6/11
テレビが告げる今日の降水量。そんなものを見なくても、うるさいくらい耳に届く雨音。開けた窓からじっとりとした空気が入ってきては、肌にまとわりついている。
さっき本日は一日中雨だと伝えた女性アナウンサーの声が、気温も高く蒸し暑くなると付け加えていた。
両手で髪をかきあげながら後ろへ集めて、はぁ、とため息をつく。まとまらない。さっき着替えたばかりだというのにカッターシャツの襟の中はすでにしっとり汗をかいていて襟足の髪が何本もひっついてしまっている。それをはがして上へ運ぶたび、今度は違う髪が一束こぼれて落ちて、また貼りつく。
面倒くさい。このままおろして行ってもいいのだがあまりに暑いし、首についた毛がうっとおしくて授業中気になってしょうがない。集めても集めてもどこかから落ちてくる毛束に苛々していると突然ヒヤリとしたものが首のうしろに落ちてきた。
「うおっ!」
「一回拭いた方がいいんじゃない。」
早くしないと遅れる、と言いながら弟が汗拭きシートを当ててくれていた。するりと撫でられると首元がすーっとして気持ちいい。一瞬後にはまた汗が吹き出すことがわかっていてもサラリとした感触がありがたい。
弟はというとシャツのボタンを上までキッチリ閉めているのに涼しい顔だ。こいつの汗腺はどうなっているのか。
「貸して。」
手首に通していたゴムを取られる。いつものポニーテールなら思い切り髪を後ろに引っ張られると思って軽く目をつむったが、衝撃はこなかった。
かわりに上の方の髪を一部、すいすいと編んでいるような感触。
弟は俺の髪を扱うのが上手い。一本一本が細いらしく絡まりやすい毛は、毎晩トリートメントをしてそれなりにケアはしている。それでも手がでかすぎるからか、自分でまとめるとだいたい毛が残ってしまう。同じくらいの大きさのはずなのに、いつも弟の手は一本も後れ毛を残さずまとめてくれるのだ。きちんと結ってもらうと背筋も伸びる。

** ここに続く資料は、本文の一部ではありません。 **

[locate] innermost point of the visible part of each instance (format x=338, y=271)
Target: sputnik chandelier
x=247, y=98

真ん中の髪束に向かって、右、左、右、左と残してある髪が少しずつ拾われては交互に編まれていく。右の髪を取った指がつい、と耳に引っ掛かった。ぴく、と思わず首が反応してしまう。次は左。やっぱり耳の縁を指がつるりと撫でていく。さらに次は少し下がった右、髪を拾ったついでに耳孔にずぶと指が入って小さく声を漏らしてしまった。
わざとだ。
首筋にまたじわと汗をかく。じきに終わる、と皮膚がぴくぴくするのを感じながら耐えて待った。だいたい騒ぐとかえって大変なことになる。
全部の髪を編み込んで、ゴムをくるくると巻いてくれる。少し安堵してふうと息をついたら、できあがった編み込みを持ち上げられ、襟足の下をべろりと舐められ、吸われた。
「うあっ」
「しょっぱ。」
唾液で濡れたところに、湿度の高い空気が触れて、なんとも言えない気分だった。
弟は遅れるよ、となんでもない顔でまた言って、舌を見せつけるようにして口のまわりを舐め、通学カバンを背負った。
もう髪が貼りついていない首はすっきりして心地よかったが、雨のせいか頭がぼんやりして、あんまり授業には集中できそうにないと思った。